"A shit" instead of just "shit". Is this common usage?

In the movie Ted when John and Lori come home and find a turd on the floor, they say “is that a shit”. I found that odd. Around here someone would say “is that shit” not “is that a shit”.

In parts of the U.S. is it common to refer to a turd as “a shit” rather than just “shit”.

Not in my experience, at least not when referring to a turd. “Shit” is an unmeasured quantity: “That’s a lot of shit.” “What shit!”

“A shit” is either the act of sitting on the can and taking a dump, or something worthless. “He’s taking a shit.” “I don’t give a shit.”

One turd in the middle of the floor would be a turd, or a piece of shit, or just shit, but not “a shit.”

Ditto. It’s like walking into the kitchen and smelling something, and asking “Is that fish?” or “Is that a fish?”

The only way it makes sense is if they were trying to convey “Are we looking at the results of someone taking a shit?”

But that’s a stretch.

The idiom itself is a misnomer. You don’t take a shit – you leave a shit.

(Apologies to George Carlin)

It’s only a stretch if the person taking a shit was constipated. Yes ‘is that a shit’, means is that the result of someone taking a dump. Specifically the result of a single dump, traceable to a single act of defecation.

In my neck of the woods it’s not uncommon to refer to a person as “a shit” but much less so to refer to a turd that way.

In that context “shit” is a verb, used similarly to the word “nap”. You “take” a nap, do you not? You don’t leave a nap. Also, you take a meeting.

No, not common. I’ve never heard it that way. It’s usially either a turd, or some shit.

A person can be a shit, or the shit. The first usage means a bad thing, the second good.

A thing can be the shits. Always plural. That’s a bad thing.

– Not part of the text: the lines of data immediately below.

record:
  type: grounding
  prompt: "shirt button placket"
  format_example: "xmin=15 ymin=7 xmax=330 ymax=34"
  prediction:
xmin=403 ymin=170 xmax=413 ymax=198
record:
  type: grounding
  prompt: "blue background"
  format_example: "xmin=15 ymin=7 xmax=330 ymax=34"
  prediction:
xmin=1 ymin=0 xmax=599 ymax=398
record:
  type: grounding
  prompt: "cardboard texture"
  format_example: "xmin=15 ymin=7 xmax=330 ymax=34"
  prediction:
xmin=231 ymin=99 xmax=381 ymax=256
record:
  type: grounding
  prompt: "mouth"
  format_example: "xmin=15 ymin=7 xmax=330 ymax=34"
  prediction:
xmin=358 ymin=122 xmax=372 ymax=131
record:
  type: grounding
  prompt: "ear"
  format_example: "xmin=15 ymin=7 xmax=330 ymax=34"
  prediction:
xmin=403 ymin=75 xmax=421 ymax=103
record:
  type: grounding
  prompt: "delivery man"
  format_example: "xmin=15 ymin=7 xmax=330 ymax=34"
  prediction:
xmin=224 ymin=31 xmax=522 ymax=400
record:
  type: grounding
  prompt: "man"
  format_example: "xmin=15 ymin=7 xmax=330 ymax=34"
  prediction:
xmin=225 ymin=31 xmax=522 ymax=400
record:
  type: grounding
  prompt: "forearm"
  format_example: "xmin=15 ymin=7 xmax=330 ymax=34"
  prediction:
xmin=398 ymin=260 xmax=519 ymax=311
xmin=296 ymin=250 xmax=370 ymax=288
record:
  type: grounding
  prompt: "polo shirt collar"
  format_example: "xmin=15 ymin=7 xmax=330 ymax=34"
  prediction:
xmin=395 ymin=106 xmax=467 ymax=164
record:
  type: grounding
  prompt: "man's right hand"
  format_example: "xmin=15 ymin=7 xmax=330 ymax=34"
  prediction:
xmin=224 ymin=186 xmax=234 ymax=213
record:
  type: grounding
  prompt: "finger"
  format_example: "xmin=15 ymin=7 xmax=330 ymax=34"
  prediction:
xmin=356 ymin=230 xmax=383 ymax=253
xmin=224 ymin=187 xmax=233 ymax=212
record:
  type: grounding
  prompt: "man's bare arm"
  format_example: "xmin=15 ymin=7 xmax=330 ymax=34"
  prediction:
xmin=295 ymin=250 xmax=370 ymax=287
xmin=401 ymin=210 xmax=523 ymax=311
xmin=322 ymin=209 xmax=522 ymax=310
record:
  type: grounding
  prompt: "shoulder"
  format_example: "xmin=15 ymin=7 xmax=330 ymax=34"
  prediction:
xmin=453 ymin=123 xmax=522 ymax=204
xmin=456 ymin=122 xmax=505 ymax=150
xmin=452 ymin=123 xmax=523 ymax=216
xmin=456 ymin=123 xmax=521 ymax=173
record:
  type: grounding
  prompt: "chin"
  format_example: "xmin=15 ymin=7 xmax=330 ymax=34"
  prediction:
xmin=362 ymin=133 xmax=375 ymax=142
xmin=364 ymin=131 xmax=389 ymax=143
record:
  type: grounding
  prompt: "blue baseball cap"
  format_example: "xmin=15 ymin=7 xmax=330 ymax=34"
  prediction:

I think there’s a difference in sense between shit and a shit. The latter is, like, “Is that a shit? Did somebody take a shit on our floor?”, the former, “Is that shit? Did somebody leave shit on our floor?”

In other words the act of actually taking a dump is implicit in a shit. Shit does not imply how the shit got there, it could have been brought in by hand, trailed in on a boot, whatever.

That’s my take anyway.

How many sugars would you like with that shit?

So…? Do we agree that the line should be “Is that shit?” “There is shit on my floor!” instead of “Is that a shit?” “there is a shit on my floor!”.

Does everyone find the line as read kind of odd in American English dialect as I do?

HERE is the scene.

(Possibly NSFW! And may offend.)

Well, maybe not. In this very specific case I’d say it’s correct either way.

There is shit on his floor BECAUSE SOMEONE [took] a shit on his floor. It’s the missing “took” that throws the delivery off. What tilts it towards being correct is not that there is fecal matter on his floor somehow (from someone’s shoe, being flung there, etc.) but because someone [took a] shit there.

The English, she is so subtle.

I’m not American, but “a shit” doesn’t sound odd to me. It’s one of those things where you know it when you see it. An amorphous blob of crap might be “shit”, but a nice, distinct turd might be “a shit”. Personally, I quite like the variety and extra description of “a shit”. You hear “a shit” instead of “shit” and you know you’ve ruled out a smear, for example, or even metaphorical shit. If it is slightly odd, so much the better, much like the phrase “What the shit?”

Linguistically, is this called “Container for the thing contained?” (Thurber fans may recognize this as a plot point…)

i.e., you don’t ask for “a water” but “a glass of water.” With feces, it might be “a lump of s…” or “a piece of s…” but rarely, “a s…”

But I’ve heard it that way upon occasion. One bloke once came running up with his hands held apart to indicate distance, and announced, "I just dropped a s… that big!

Put into a slightly different context, suppose a friend or acquaintance comes running into your room shouting, “There’s a shit on the front porch!”

Would you expect to find on your front porch:

  1. a despicable person
  2. a Jehovah’s Witness
  3. a turd
  4. a midget
  5. a person of the opposing political party
  6. an alien
  7. what then?

shit is a turd.

Mila Kunis, the lead actress in Ted, is Ukrainian and moved to the US when she was seven years old. Since, according to her, she learned English here it’s possible that she would still use terms like “a shit” as English isn’t her first language. That may be where the writers got it from and they liked how it sounded.

If you watch some early episodes of That 70’s Show, she does stumble over some words and occasionally her accent comes through. Since then she has apparently taken diction class and now while you never hear her speak in lengthy sentences of monologues in films, her English is unaccented.

IMO, this is a very important question that deserves to be fully explored and explained and I will get right on that just as soon as I finish taking a shit.

But the shit is not cooking on the stove - it’s lying on the floor in an apparently BM-sized amount.

If you saw something that looked like a fish on your floor you would ask, “Is that a fish?” not “Is that fish?”